Olson began her National Guard service as In-House Legal Aid Counsel from 2005 to 2008, where she established the Minnesota National Guard Legal Assistance Office, providing legal representation to servicemembers and their families on matters including rights under the Servicemembers' Civil Relief Act (SCRA), divorce, custody, and consumer law.

She served as Deputy General Counsel of the Minnesota Department of Military Affairs and Minnesota National Guard from 2010 to 2013, then as General Counsel from 2013 to 2018. She was the first woman to serve as General Counsel for the Minnesota National Guard and Department of Military Affairs. She later became the first female Staff Judge Advocate of the 34th Infantry Division. She was awarded the Legion of Merit upon her retirement in 2024.

===Advocacy for servicemember protections===

Olson led efforts in 2013 to update the Minnesota Code of Military Justice and advocated at both state and national levels for protections for victims of sexual assault in the reserve components.

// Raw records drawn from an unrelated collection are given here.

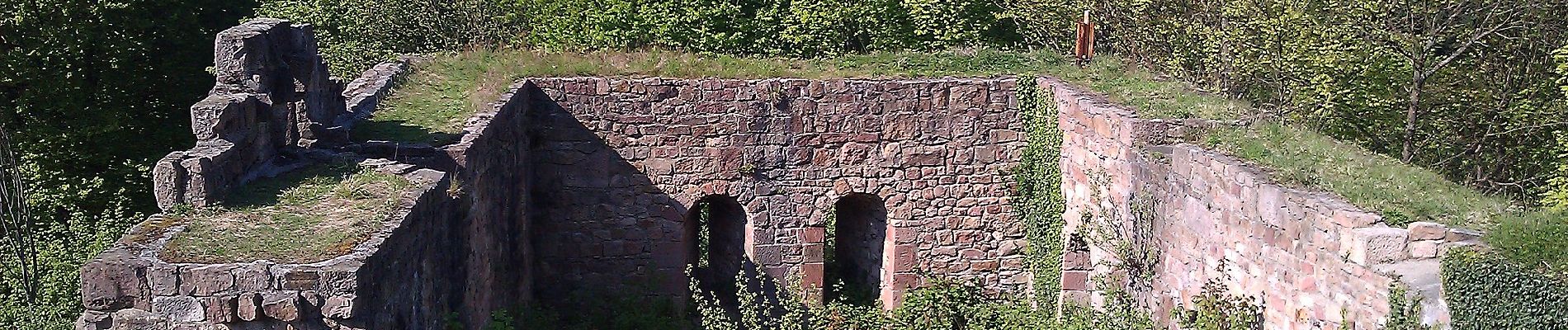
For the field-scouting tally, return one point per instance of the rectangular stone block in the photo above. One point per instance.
(1379, 244)
(1427, 230)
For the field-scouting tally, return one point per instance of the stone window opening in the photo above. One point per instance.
(716, 237)
(853, 257)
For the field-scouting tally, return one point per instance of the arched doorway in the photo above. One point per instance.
(858, 232)
(716, 238)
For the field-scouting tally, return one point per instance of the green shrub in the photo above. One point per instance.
(1038, 197)
(1216, 310)
(1484, 290)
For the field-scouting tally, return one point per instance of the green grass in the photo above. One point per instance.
(449, 88)
(446, 90)
(1374, 182)
(301, 216)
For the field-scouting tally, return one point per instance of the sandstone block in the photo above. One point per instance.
(1076, 260)
(111, 284)
(1460, 235)
(179, 309)
(207, 280)
(1377, 244)
(163, 279)
(93, 321)
(341, 307)
(221, 310)
(137, 319)
(281, 305)
(1074, 280)
(1427, 230)
(248, 307)
(1355, 219)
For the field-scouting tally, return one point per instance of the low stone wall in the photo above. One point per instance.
(402, 277)
(618, 165)
(1310, 258)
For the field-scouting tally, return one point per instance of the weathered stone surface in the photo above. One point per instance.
(1377, 244)
(137, 319)
(113, 282)
(273, 91)
(207, 280)
(339, 307)
(1460, 235)
(281, 305)
(250, 307)
(1424, 249)
(93, 321)
(1427, 230)
(221, 310)
(179, 309)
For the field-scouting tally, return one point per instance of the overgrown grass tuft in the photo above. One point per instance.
(1537, 239)
(303, 216)
(1374, 182)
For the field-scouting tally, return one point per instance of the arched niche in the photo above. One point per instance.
(855, 255)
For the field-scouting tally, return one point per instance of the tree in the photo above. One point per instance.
(1430, 35)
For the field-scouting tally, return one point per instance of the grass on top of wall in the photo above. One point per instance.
(1374, 182)
(1402, 193)
(303, 216)
(446, 90)
(442, 91)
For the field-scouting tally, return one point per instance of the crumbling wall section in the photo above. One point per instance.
(402, 277)
(1306, 257)
(494, 172)
(620, 162)
(272, 97)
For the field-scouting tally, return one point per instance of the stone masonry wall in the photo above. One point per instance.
(1308, 255)
(272, 97)
(402, 277)
(618, 163)
(491, 162)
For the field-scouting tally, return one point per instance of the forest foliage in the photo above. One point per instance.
(1476, 90)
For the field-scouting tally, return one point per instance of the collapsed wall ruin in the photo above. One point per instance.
(587, 190)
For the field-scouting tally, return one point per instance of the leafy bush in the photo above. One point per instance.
(360, 33)
(1484, 290)
(1038, 197)
(1216, 310)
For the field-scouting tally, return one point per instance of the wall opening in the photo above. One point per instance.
(717, 243)
(858, 232)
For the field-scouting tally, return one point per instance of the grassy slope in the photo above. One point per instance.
(449, 88)
(432, 105)
(301, 216)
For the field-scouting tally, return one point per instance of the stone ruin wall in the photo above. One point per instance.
(582, 188)
(272, 97)
(275, 110)
(1306, 257)
(618, 163)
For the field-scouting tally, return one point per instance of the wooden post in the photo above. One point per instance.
(1084, 50)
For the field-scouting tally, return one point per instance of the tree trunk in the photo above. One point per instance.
(1410, 120)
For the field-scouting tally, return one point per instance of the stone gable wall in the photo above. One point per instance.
(1310, 258)
(618, 163)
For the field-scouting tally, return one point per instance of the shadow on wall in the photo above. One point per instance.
(855, 263)
(606, 235)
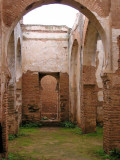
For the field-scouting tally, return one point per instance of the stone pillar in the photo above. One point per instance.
(88, 100)
(111, 134)
(64, 97)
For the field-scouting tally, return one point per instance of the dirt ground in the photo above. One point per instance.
(51, 143)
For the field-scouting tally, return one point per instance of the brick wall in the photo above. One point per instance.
(49, 98)
(88, 100)
(30, 97)
(37, 102)
(64, 97)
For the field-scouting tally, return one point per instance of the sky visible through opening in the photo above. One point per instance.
(53, 14)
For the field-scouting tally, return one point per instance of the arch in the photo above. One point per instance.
(73, 80)
(49, 98)
(20, 8)
(90, 43)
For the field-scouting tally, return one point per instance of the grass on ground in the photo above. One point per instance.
(48, 143)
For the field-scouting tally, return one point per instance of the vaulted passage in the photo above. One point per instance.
(49, 98)
(57, 73)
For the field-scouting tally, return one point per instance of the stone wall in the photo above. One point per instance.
(14, 97)
(45, 53)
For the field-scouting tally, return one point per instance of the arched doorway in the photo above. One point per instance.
(85, 7)
(49, 98)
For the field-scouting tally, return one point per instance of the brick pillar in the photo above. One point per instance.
(64, 97)
(111, 132)
(4, 124)
(88, 100)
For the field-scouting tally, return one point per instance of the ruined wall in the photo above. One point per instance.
(86, 61)
(49, 94)
(14, 109)
(45, 51)
(75, 63)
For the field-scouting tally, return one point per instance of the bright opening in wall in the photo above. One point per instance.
(53, 14)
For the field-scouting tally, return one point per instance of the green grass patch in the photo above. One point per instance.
(67, 124)
(31, 125)
(48, 143)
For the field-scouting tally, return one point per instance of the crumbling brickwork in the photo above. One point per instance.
(104, 16)
(49, 96)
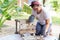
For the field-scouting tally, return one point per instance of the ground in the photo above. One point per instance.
(9, 28)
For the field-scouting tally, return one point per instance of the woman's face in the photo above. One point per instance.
(37, 8)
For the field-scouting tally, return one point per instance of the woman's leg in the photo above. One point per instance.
(38, 29)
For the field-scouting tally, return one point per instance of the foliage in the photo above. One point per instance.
(56, 4)
(27, 8)
(6, 8)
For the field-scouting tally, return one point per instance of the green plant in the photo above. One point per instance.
(27, 8)
(6, 8)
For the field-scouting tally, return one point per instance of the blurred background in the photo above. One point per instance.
(20, 9)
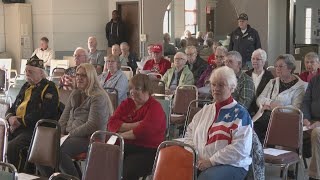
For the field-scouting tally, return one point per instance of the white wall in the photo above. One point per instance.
(2, 39)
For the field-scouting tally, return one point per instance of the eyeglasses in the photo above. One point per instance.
(78, 75)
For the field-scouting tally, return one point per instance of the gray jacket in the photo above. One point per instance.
(119, 81)
(81, 120)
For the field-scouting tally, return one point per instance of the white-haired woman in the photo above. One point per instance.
(222, 132)
(86, 111)
(286, 89)
(259, 75)
(113, 77)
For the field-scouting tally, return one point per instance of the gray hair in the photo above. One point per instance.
(262, 54)
(226, 73)
(312, 55)
(289, 60)
(236, 55)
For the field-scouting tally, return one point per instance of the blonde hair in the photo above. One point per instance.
(94, 88)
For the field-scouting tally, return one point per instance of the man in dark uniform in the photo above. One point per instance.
(37, 99)
(245, 40)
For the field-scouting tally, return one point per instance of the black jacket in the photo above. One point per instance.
(245, 43)
(116, 33)
(43, 104)
(266, 77)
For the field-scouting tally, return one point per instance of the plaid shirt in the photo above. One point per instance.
(244, 93)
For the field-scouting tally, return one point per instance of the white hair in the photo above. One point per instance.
(226, 73)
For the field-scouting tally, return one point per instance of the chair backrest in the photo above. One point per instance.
(11, 174)
(174, 162)
(127, 70)
(45, 145)
(158, 86)
(64, 95)
(285, 128)
(113, 95)
(4, 133)
(166, 103)
(183, 96)
(104, 160)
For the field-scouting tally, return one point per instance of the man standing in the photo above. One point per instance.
(37, 99)
(96, 58)
(44, 52)
(245, 40)
(115, 30)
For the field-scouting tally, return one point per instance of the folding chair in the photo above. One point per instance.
(127, 70)
(174, 162)
(285, 130)
(104, 161)
(4, 133)
(166, 103)
(11, 174)
(61, 176)
(113, 95)
(44, 148)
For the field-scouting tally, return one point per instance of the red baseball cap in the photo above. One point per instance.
(156, 48)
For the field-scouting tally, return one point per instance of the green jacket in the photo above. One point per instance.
(186, 77)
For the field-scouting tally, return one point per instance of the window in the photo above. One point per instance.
(167, 20)
(190, 8)
(308, 26)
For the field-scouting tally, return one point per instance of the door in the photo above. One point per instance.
(129, 12)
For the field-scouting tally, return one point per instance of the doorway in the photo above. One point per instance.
(129, 12)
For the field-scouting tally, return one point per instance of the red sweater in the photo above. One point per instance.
(161, 67)
(150, 132)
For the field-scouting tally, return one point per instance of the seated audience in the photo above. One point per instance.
(259, 75)
(67, 81)
(183, 44)
(115, 50)
(96, 58)
(286, 89)
(87, 111)
(45, 53)
(195, 63)
(38, 99)
(244, 93)
(311, 114)
(218, 62)
(312, 65)
(141, 121)
(168, 49)
(113, 77)
(179, 74)
(222, 132)
(157, 64)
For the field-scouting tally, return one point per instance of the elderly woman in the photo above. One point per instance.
(113, 77)
(179, 74)
(141, 121)
(286, 89)
(222, 132)
(312, 65)
(259, 75)
(87, 111)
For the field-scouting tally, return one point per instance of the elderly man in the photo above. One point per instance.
(195, 63)
(244, 93)
(157, 64)
(44, 52)
(128, 58)
(312, 65)
(179, 74)
(311, 114)
(96, 57)
(67, 81)
(245, 40)
(37, 99)
(168, 49)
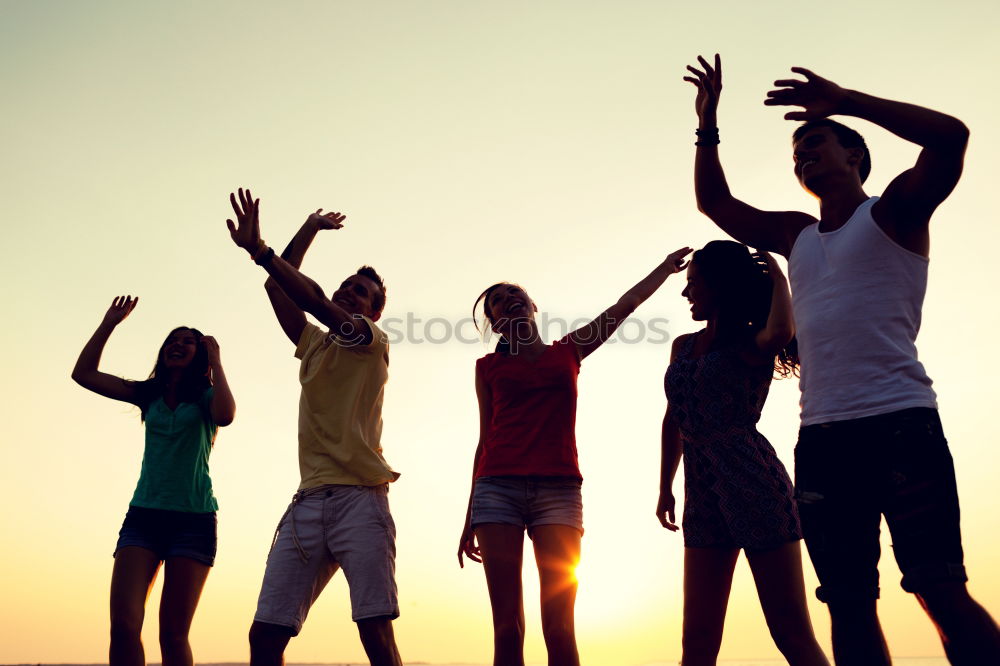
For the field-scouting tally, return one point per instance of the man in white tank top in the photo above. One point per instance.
(871, 442)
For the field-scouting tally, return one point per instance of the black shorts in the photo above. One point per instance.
(170, 533)
(848, 474)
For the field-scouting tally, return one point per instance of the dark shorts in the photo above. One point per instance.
(170, 533)
(528, 501)
(848, 474)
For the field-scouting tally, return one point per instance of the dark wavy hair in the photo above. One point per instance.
(847, 137)
(378, 299)
(503, 346)
(742, 288)
(194, 382)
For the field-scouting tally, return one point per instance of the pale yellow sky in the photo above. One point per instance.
(546, 143)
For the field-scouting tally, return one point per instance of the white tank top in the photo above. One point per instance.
(857, 296)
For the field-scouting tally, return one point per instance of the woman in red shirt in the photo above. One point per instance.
(525, 473)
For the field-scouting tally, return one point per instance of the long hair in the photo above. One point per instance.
(742, 288)
(194, 380)
(503, 346)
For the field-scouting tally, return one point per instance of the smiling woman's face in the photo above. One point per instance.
(507, 303)
(180, 348)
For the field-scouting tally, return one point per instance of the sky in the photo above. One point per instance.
(549, 144)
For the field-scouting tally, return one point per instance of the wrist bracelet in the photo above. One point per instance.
(707, 137)
(260, 250)
(266, 258)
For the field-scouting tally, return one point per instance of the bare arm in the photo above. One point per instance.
(223, 405)
(596, 333)
(304, 292)
(769, 230)
(912, 197)
(290, 316)
(467, 544)
(85, 372)
(780, 326)
(671, 450)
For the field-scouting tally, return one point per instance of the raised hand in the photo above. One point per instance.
(467, 546)
(120, 308)
(675, 260)
(246, 232)
(212, 349)
(817, 96)
(773, 269)
(665, 510)
(708, 80)
(326, 220)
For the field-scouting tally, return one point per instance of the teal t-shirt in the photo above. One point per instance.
(174, 473)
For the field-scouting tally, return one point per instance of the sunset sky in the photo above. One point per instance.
(547, 143)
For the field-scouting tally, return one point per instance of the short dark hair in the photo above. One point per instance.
(847, 137)
(378, 299)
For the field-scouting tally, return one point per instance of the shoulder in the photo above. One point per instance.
(679, 342)
(310, 332)
(568, 346)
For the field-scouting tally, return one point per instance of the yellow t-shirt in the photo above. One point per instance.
(340, 409)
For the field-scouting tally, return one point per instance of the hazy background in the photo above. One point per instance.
(468, 142)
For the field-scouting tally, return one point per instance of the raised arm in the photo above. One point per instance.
(304, 292)
(85, 372)
(223, 405)
(671, 450)
(912, 197)
(588, 338)
(769, 230)
(290, 316)
(467, 543)
(780, 326)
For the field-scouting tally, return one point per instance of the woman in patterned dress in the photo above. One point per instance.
(737, 494)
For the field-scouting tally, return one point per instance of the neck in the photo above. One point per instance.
(837, 206)
(174, 376)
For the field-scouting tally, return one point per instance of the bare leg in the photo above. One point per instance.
(183, 581)
(268, 643)
(967, 630)
(502, 547)
(131, 580)
(379, 641)
(778, 576)
(557, 552)
(708, 577)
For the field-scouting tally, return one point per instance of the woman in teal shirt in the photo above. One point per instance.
(171, 518)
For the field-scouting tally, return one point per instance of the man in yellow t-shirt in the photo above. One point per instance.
(339, 518)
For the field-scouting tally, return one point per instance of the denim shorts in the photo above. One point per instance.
(528, 501)
(170, 533)
(848, 474)
(324, 529)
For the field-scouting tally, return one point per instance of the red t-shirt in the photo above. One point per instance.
(532, 429)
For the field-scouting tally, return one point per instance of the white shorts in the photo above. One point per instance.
(326, 528)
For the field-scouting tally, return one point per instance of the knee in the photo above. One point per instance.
(173, 640)
(126, 626)
(376, 632)
(509, 631)
(268, 639)
(700, 644)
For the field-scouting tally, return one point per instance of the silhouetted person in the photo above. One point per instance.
(737, 494)
(171, 518)
(871, 443)
(525, 471)
(339, 518)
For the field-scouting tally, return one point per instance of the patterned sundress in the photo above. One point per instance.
(737, 493)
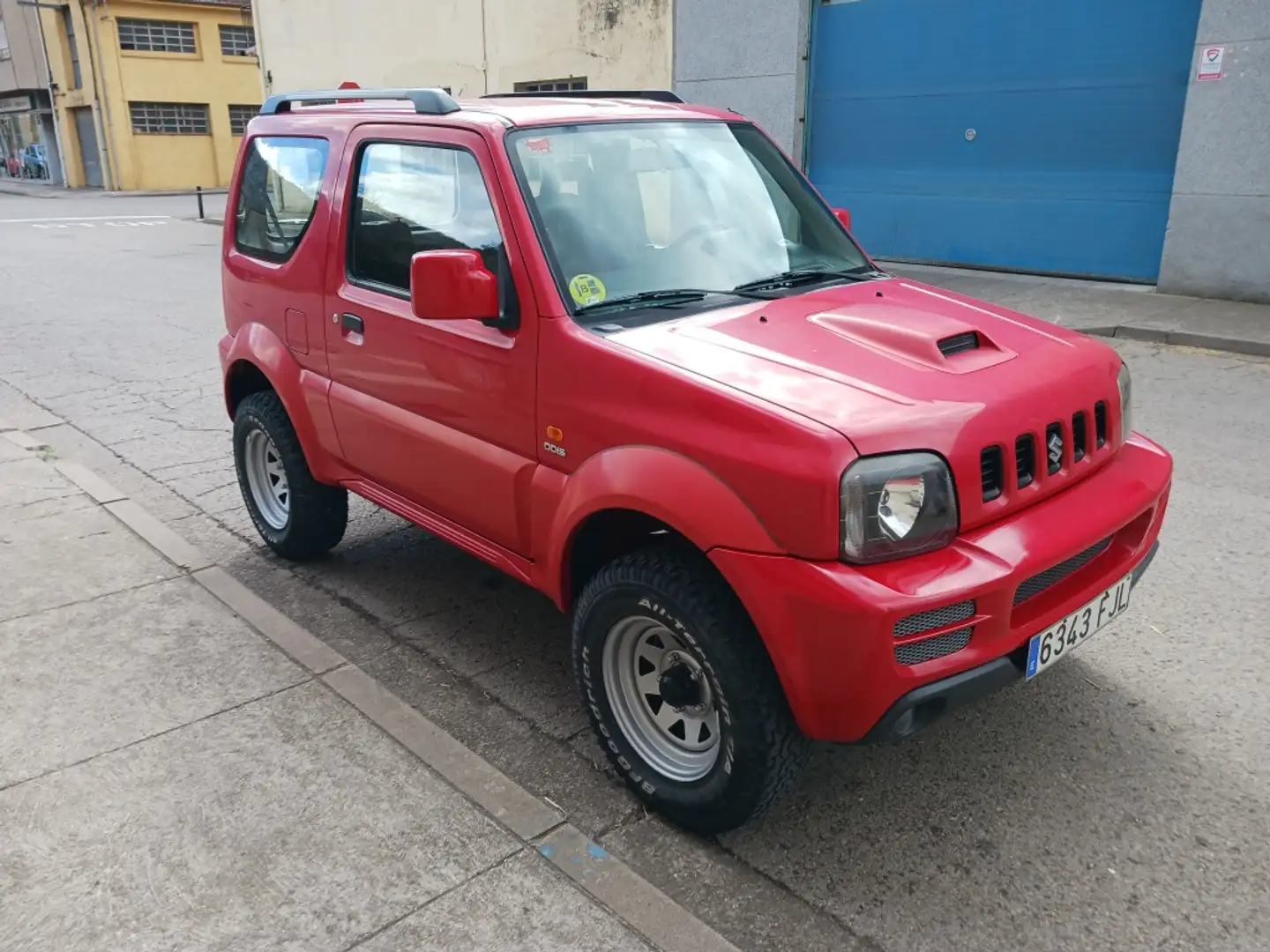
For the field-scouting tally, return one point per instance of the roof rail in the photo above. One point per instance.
(427, 101)
(657, 95)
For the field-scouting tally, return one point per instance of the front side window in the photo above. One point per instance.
(415, 198)
(626, 208)
(279, 195)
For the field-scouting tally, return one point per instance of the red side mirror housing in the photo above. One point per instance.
(452, 286)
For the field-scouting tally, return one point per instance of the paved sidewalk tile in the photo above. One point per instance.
(97, 675)
(288, 822)
(519, 906)
(31, 480)
(74, 554)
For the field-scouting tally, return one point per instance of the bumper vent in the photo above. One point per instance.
(959, 343)
(934, 619)
(1025, 460)
(1052, 576)
(992, 470)
(918, 651)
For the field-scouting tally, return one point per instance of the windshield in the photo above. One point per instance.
(635, 207)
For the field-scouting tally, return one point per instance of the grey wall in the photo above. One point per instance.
(744, 55)
(1218, 242)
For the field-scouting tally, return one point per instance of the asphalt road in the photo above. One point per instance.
(1117, 802)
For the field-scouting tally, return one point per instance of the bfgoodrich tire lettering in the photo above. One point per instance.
(761, 750)
(315, 516)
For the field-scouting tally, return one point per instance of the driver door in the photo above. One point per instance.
(441, 413)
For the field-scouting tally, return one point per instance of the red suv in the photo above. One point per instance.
(619, 346)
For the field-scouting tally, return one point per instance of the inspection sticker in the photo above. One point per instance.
(587, 290)
(1211, 63)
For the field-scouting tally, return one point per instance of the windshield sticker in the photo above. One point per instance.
(587, 290)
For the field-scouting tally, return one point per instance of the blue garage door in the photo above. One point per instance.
(1032, 135)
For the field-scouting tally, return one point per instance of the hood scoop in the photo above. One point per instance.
(923, 338)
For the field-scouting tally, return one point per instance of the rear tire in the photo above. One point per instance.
(681, 692)
(297, 517)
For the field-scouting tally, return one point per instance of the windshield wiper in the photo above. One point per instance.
(800, 276)
(667, 296)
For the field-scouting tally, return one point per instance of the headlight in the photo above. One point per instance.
(897, 505)
(1125, 385)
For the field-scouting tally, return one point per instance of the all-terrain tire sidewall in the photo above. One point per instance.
(318, 514)
(761, 752)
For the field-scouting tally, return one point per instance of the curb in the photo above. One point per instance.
(661, 920)
(1183, 338)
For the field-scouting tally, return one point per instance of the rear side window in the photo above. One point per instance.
(280, 181)
(418, 198)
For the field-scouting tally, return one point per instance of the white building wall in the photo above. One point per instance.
(471, 46)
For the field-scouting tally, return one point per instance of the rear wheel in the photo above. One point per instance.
(296, 516)
(681, 692)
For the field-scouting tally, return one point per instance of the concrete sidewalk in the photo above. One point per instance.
(183, 767)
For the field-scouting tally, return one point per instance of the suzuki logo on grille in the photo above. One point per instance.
(1056, 449)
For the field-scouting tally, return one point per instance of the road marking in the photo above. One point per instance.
(86, 217)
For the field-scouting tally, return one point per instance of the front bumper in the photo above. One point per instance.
(831, 628)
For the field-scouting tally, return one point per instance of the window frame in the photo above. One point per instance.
(234, 26)
(566, 84)
(272, 257)
(508, 299)
(178, 131)
(150, 23)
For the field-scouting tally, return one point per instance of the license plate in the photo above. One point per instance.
(1062, 639)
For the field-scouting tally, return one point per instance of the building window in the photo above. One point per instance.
(158, 36)
(551, 86)
(240, 115)
(169, 118)
(238, 41)
(72, 46)
(277, 196)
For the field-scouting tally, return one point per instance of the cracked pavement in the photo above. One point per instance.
(1117, 802)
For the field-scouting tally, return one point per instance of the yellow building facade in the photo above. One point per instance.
(152, 94)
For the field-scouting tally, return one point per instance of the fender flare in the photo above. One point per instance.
(660, 482)
(303, 394)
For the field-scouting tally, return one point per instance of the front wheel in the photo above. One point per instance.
(683, 693)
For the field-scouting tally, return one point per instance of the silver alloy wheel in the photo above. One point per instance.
(267, 479)
(661, 698)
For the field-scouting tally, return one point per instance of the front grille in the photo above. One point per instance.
(934, 619)
(958, 343)
(992, 472)
(929, 651)
(1025, 460)
(1052, 576)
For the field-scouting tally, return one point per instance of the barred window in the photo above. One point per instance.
(158, 36)
(169, 118)
(551, 86)
(238, 41)
(240, 115)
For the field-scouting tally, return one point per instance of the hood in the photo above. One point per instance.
(894, 365)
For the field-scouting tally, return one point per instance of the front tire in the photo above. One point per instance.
(297, 517)
(683, 693)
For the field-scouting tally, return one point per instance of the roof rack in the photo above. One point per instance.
(427, 101)
(657, 95)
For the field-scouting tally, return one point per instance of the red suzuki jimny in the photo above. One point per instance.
(619, 346)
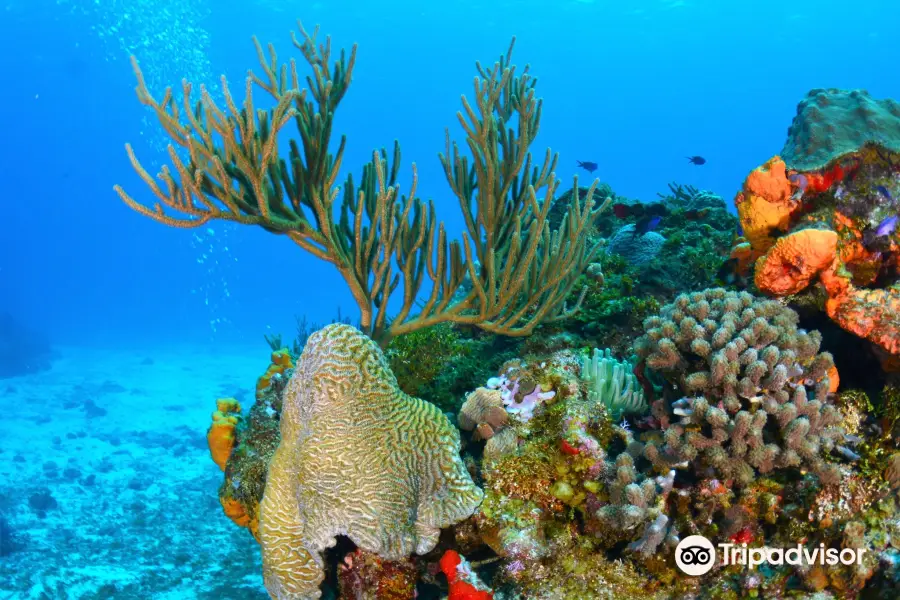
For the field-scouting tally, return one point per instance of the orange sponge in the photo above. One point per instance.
(795, 260)
(220, 436)
(281, 362)
(765, 203)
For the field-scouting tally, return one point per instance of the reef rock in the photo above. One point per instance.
(831, 123)
(360, 458)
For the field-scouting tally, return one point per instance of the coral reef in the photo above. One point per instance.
(831, 123)
(520, 272)
(349, 437)
(726, 422)
(637, 250)
(827, 213)
(750, 373)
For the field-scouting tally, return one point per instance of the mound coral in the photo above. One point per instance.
(357, 457)
(220, 435)
(836, 195)
(831, 123)
(765, 204)
(747, 370)
(483, 412)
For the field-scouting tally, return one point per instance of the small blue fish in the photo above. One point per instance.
(887, 226)
(799, 181)
(587, 165)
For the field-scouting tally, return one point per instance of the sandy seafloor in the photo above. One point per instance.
(117, 438)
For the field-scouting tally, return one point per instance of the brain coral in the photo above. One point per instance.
(831, 123)
(360, 458)
(636, 249)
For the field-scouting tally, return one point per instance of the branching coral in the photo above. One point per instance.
(520, 270)
(747, 369)
(612, 384)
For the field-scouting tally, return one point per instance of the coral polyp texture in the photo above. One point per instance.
(359, 458)
(831, 123)
(518, 270)
(757, 388)
(613, 384)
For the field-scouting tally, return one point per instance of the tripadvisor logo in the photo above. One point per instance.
(695, 555)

She co-authored the bipartisan National Guard and Reserve Access to Counsel Act, which was enacted as part of the National Defense Authorization Act for Fiscal Year 2015, guaranteeing eligible reserve-component servicemembers access to Special Victims' Counsel.

Olson was instrumental in the passage of the Minnesota Deployed Parents Custody and Visitation Act (2015), which provides custody and visitation protections for military parents during deployment.

In 2019, she was selected to co-lead the Minnesota National Guard's Sexual Assault Prevention and Response Board and co-authored the board's report, released in July 2020, on practices, policies, and training related to sexual assault prevention.

==Legal career==

===City Attorney for Saint Paul (2018–2026)===

In 2018, Olson was appointed City Attorney for the City of Saint Paul by Mayor Melvin Carter, beginning her position on February 5, 2018. She served until January 2026, when she chose not to seek reappointment following the election of Mayor Kaohly Her.

As City Attorney, Olson served as Chief Legal Officer to the Mayor, the City Council, and 14 City Departments, overseeing a team of approximately 100 legal professionals across the Civil Litigation, Civil Transactional, and Criminal Divisions, as well as the Office of Neighborhood Safety and the Welcoming Saint Paul Immigrant and Refugee Program.

She also served as Lead Prosecutor for Saint Paul, with responsibility for approximately 11,000 criminal cases annually, supervising 21 prosecutors and four diversion programs.

====George Floyd protests and charging decisions====

Following the murder of George Floyd in Minneapolis on May 25, 2020, Saint Paul experienced widespread civil unrest. On June 12, 2020, Olson announced that the City Attorney's Office would dismiss cases against individuals who had engaged only in peaceful protest that did not involve acts of violence or threats to people or property, citing the interest of justice. The office was reviewing nearly 100 cases, 87 of which were curfew violations. The decision was noted as a contrast with the approach taken in neighboring Minneapolis, where hundreds of protesters still faced charges weeks later.